Ce qui est extraordinaire dans l'oeuvre d'Eugène Ionesco, c'est de découvrir qu'un homme, animé par la volonté d'être sincère avec lui-même, et de ne rien cacher de lui à ses semblables, même ses faiblesses, son égoïsme, ses fautes
tragiques envers lui et envers eux, que cet homme puisse trouver son salut dans sa réflexion et aide les autres dans la voie où il a (eu) tant de difficultés. Peu importe que le spectateur ou le lecteur comprenne exactement la même chose que lui et de la même façon, ce qui compte surtout, c'est qu'en se penchant dans le même effort de sincérité sur cette oeuvre, lui aussi apprenne à se trouver et à découvrir toujours plus puissamment la richesse de sa vie et de celle de ses semblables.
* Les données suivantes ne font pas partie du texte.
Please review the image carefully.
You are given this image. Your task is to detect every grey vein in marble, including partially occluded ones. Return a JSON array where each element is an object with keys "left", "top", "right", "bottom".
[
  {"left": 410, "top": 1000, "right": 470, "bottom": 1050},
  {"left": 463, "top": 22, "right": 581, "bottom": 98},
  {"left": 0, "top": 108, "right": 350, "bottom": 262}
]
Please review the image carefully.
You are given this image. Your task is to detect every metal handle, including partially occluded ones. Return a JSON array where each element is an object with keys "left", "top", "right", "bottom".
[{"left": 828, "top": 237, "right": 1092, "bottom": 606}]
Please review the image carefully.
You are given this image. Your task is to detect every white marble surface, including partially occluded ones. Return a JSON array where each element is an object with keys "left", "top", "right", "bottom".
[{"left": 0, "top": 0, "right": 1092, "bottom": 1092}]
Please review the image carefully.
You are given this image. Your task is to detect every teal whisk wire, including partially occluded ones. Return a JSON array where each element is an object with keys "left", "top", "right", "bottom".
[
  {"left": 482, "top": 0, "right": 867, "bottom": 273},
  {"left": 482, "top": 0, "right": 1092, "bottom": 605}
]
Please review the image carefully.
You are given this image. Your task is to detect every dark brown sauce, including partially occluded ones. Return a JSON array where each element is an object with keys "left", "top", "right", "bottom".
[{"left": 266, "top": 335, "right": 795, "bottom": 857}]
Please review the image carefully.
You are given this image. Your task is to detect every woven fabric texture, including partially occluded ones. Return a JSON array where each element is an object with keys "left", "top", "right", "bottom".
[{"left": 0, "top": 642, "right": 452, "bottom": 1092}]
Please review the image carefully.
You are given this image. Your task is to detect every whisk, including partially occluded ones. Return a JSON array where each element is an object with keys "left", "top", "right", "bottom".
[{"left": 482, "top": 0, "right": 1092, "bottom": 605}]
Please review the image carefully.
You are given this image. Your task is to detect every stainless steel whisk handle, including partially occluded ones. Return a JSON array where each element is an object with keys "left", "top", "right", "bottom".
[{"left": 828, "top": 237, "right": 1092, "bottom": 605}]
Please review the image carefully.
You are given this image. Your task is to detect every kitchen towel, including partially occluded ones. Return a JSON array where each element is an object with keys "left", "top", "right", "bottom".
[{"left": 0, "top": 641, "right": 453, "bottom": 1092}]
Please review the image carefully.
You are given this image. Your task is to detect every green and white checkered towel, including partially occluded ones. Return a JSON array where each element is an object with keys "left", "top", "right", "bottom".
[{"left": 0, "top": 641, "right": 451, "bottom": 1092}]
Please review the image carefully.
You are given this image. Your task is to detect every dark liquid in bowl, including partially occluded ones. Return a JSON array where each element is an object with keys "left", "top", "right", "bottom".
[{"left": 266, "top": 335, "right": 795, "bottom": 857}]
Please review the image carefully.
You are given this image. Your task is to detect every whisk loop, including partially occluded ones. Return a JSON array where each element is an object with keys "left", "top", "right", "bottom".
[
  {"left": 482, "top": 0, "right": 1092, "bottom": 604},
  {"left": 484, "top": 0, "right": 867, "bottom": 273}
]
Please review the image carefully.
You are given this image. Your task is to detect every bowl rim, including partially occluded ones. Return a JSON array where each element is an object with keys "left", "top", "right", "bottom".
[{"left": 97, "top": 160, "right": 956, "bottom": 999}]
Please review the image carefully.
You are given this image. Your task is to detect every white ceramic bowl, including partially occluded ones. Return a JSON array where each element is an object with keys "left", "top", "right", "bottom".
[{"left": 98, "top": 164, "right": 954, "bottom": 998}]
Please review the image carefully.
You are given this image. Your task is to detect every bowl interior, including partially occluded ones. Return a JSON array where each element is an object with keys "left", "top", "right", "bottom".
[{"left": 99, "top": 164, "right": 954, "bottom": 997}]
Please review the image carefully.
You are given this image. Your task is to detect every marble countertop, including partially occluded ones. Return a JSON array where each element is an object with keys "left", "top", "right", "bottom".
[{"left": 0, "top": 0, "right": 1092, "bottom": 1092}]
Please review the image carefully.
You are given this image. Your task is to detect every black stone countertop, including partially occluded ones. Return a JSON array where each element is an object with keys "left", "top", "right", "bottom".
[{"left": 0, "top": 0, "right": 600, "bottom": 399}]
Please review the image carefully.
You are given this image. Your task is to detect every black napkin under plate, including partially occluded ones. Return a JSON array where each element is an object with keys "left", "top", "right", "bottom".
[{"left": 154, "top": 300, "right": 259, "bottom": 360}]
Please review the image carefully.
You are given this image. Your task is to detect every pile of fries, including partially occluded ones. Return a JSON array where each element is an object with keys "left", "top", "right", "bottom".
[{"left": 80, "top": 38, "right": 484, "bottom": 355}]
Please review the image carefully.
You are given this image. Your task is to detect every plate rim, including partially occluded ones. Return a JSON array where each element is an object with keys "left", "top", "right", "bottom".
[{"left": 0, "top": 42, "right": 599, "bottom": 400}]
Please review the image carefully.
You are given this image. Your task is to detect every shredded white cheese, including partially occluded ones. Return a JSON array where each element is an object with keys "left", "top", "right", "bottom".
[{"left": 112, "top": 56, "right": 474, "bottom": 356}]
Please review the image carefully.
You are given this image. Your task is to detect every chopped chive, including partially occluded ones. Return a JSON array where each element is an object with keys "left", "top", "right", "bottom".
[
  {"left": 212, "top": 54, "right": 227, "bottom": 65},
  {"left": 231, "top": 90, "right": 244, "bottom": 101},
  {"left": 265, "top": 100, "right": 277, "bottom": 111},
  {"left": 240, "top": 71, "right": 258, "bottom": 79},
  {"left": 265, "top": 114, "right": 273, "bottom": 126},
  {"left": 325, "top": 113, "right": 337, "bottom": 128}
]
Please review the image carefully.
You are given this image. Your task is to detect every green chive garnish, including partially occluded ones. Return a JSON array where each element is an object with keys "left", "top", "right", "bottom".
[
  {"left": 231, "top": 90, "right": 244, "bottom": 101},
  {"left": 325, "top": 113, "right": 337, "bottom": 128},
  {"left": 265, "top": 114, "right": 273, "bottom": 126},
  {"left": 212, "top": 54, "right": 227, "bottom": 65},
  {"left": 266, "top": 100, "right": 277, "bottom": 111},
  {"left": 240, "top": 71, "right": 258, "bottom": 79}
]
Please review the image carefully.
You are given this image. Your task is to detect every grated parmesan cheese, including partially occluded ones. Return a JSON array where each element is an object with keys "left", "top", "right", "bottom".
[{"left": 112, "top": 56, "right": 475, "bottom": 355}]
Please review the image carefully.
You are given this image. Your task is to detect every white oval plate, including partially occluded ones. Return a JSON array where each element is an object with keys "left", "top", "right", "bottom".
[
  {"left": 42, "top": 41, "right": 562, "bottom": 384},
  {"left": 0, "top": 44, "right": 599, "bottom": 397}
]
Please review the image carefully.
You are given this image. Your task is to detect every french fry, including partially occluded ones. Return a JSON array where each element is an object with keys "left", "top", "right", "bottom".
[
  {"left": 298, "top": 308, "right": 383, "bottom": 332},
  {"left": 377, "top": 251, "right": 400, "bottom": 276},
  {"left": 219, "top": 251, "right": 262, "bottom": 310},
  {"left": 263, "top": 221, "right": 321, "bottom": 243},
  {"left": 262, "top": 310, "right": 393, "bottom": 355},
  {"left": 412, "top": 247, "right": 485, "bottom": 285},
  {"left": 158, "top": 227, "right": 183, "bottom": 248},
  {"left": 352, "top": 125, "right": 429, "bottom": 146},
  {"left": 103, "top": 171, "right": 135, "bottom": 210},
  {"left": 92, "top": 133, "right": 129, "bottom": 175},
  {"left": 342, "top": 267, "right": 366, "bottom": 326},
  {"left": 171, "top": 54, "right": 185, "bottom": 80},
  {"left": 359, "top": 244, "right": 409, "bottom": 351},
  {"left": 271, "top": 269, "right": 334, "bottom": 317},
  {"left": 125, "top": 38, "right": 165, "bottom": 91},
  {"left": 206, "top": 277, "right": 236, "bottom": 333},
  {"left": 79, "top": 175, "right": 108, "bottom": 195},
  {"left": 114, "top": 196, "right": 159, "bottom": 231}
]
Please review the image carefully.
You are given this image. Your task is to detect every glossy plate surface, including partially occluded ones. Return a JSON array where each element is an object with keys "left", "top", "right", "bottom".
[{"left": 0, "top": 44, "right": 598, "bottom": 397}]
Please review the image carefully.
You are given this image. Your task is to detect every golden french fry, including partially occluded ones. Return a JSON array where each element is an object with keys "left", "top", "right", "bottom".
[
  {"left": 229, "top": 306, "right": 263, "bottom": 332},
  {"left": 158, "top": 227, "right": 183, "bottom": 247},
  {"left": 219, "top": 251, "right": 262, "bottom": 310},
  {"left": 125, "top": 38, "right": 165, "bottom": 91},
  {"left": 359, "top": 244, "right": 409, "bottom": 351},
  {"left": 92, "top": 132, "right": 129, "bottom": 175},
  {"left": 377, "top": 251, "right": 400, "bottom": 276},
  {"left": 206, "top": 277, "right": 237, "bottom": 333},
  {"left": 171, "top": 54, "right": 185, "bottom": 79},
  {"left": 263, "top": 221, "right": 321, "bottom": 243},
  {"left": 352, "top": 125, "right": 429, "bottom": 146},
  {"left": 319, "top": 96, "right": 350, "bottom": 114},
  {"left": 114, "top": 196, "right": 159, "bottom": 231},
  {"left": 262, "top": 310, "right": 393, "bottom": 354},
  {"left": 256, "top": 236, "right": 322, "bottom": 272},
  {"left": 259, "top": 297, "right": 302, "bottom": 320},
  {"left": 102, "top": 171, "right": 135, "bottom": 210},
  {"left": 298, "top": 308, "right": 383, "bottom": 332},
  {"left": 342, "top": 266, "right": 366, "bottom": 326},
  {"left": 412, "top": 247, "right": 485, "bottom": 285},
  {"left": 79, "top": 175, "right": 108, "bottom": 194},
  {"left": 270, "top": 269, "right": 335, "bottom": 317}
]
Il semble que c'est ainsi que le dramaturge envisageait le sens de son travail, dans la période sombre de sa recherche où il ne parvenait pas plus à s'oublier qu'à oublier les autres :
"Si cela a pu aider quelqu'un à diminuer son angoisse, à accepter son destin, ce serait pour moi une joie, un soulagement, une justification. Si cela avait pu être une leçon pour les autres, cela m'encouragerait peut-être à penser qu'il se pourrait que je profite de ma propre leçon." (Journal en Miettes, Ed. Mercure de France, 1967, p. 147).





Ici finit ce mémoire de maîtrise terminé en juin 1971, entre la création de "Jeux de Massacre", le 11 septembre 1970, et celle de "Macbett", le 27 janvier 1972 (*). Quelques passages ont été légèrement modifiés, pour placer cette étude dans la perspective de l'ensemble de l'oeuvre théâtrale de Ionesco, puisque quatre pièces ont encore succédé à "Jeux de Massacre".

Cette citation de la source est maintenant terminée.